Cette semaine, avec la chaleur ambiante, on se rafraîchit avec Whispering Sons et Several Others, sorti le 18 juin sur le label PIAS.
Alors que beaucoup espèrent un été radieux et décomplexé, histoire de profiter pleinement des concerts en plein air et d’imaginer des lendemains plus chantants, une vague de froid arrive aujourd’hui de Flandre. Glaçant les cœurs et les ardeurs renaissantes. Rappelant également, en creux, que rien n’est encore gagné et que la déprime guette. L’œuvre de Whispering Sons qui affiche d’emblée ses préférences en terme de météorologie, avec un second album qui s’écoute de préférence sous la pluie et dans une fraîcheur tout automnale.
Ceux qui n’ont pas pensé à prendre une petite laine sont sûrement passés à côté du phénomène en 2018. Bien sûr, ce n’est pas le cas de la Belgique, terre rock qui s’est jetée sur le quintette local et l’a célébré sur les ondes. La raison ? Un premier disque, Image, reçu comme un coup de couteau en plein estomac, d’une lame glacée et aiguisée. Un pays qui, au fait de l’Histoire musicale, a vite fait le rapprochement avec d’autres (illustres) prédécesseurs anglo-saxons, à la veine mélancolique, voire dépressive : Joy Division, Bauhaus, The Cure, Joy Division, Siouxsie and the Banshees, Sisters of Mercy, And Also The Trees…
D’ailleurs, pour marquer le coup de cette belle entrée en matière, cinq titres, réunis dans une «live session», suivront, confirmant les penchants nostalgiques de la bande. La vidéo du concert la place en effet dans une esthétique très années 80, avec tout l’attirail qui va avec : synthétiseurs envoûtants, guitares stridentes et batterie métronomique, froide comme la pierre. Dans une ambiance irréelle, où une menace gronde à chaque instant, surgit la voix spectrale de Fenne Kuppens, androgyne perdue entre spleen et colère sourde qui, comme Ian Curtis à l’époque, semble être envoûtée. Que dire alors de son timbre, sombre et grave, qui la rapproche d’un Nick Cave période Birthday Party. La presse néerlandaise y a même vu la «sœur glaçante de Beth Gibbons», chanteuse charismatique de Portishead. C’est dire !

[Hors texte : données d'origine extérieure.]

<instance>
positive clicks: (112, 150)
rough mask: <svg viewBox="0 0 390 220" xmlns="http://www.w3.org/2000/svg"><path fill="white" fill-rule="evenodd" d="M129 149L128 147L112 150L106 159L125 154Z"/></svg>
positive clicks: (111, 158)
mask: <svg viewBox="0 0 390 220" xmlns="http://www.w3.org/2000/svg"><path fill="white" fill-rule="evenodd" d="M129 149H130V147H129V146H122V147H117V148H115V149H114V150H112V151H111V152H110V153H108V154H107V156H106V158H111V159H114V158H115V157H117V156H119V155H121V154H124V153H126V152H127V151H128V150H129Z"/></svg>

À sa manière, Several Others enfonce le clou. Oui, alors qu’Image – tout comme le premier EP du groupe, Endless Party (2015) – jouait avec certains artifices, notamment une importante réverbération derrière laquelle il semblait vouloir se cacher, ici, tout est plus puissant, direct, frontal, urgent. En un mot, intense. Une orientation qui tient surtout à une plus grande maitrise sonore, qui pourrait se résumer ainsi : en arrière plan, des tons qui donnent la cadence d’une danse macabre. Dessus, des synthétiseurs et des guitares qui alternent les humeurs, parfois d’une élégance mélancolique, parfois d’une énergie hypnotique.
En opposition à la génération Spotify d’aujourd’hui, où, c’est acquis, les 30 premières secondes d’une chanson sont les plus importantes, Whispering Sons lui, n’est pas pressé. Il aime faire monter progressivement la tension, prend son temps pour faire trembler les murs, pose tranquillement les bases d’une musique qu’il veut habitée, hantée même. De l’angoisse, un brin de folie et de désolation qui s’exposent désormais dans une palette plus riche, flirtant avec les styles : post-punk racé, new wave aux accents gothiques, rock aux pulsations électroniques…
Moins théâtral, plus rentre-dedans, Several Others conserve néanmoins une tendance : la présence magnétique de Fenne Kuppens, si particulière et si envoûtante, qui continue de forger l’identité de l’équipage. Celui-ci, dans son sillage, s’affirme. Whispering Sons ne chuchote plus ses traumatismes, ses aliénations : il les scande ! Avançant sur une corde tendue au-dessus d’un abîme, il n’a désormais plus peur de tomber.